1946 hatte der heute knapp 90-Jährige aus einer Kasseler Fabrikantenfamilie in einem Pariser Heim für Kriegswaisen die Aufgabe, 150 jüdische Kinder zu beschäftigen. Außer Papier, Bleistiften und Farben gab es nicht viel. Also ließ Stern die Kinder malen. Und weil es eng zuging, nebeneinander im Stehen. Um mehr Platz zu gewinnen, kam Arno Stern eines Tages auf die Idee, die Fenster zu verhängen.
Im Laufe der Malstunden machte der Pädagoge und Forscher eine Entdeckung: Alle Menschen besitzen eine zeichnerische "Ursprache". Sie könne man im Malort wiederfinden. Seit über 66 Jahren kommen die "Malkinder" ab drei Jahre einmal in der Woche an dem geschlossenen Ort zusammen und malen 90 Minuten lang. Gespräche sind erlaubt, aber nicht über die "Spur" auf dem Papierbogen an der Wand. Die Bilder verlassen den Malort nie. Sie werden in Mappen verwahrt.
Einen solchen Malort leitet Marina Lindner. Vier Jahre lang war die Erzieherin in Wilmersdorf beheimatet. Nun werden die dort angemieteten Räume als Baubüro für einen Dachgeschossausbau benötigt. Marina Lindner muss umziehen - und kehrt an ihre erste Wirkungsstätte zurück, in die Schöneberger Ebersstraße 12a.

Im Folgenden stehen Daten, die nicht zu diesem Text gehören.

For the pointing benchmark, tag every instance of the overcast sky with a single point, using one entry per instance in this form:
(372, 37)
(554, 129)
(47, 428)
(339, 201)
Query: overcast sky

Die erste Malspiel-Zeit beginnt am 9. Mai von 16.30 bis 18 Uhr und am 10. Mai von 10.30 bis 12 Uhr.
"Es freut mich, dass es weitergeht", sagt Marina Lindner, die bei Arno Stern in Paris einen intensive Ausbildung zur "Dienenden" absolvierte, was nichts mit einer Sekte zu tun hat. Arno Stern hat keine Schule gegründet. Seine Absolventen eröffnen ihre eigenen Malorte. Sie arbeiten zwar nach seinen Vorgaben, sind aber sonst völlig unabhängig.
Marina Lindner "dient", indem sie den jeweils zehn Teilnehmern einer Gruppe die Bögen aufhängt, Farbtropfen beseitigt oder Farben mischt. Das Malen fördere Konzentration und Selbstvertrauen sowie einen respektvollen Umgang mit anderen und mit dem Material, sagt Lindner.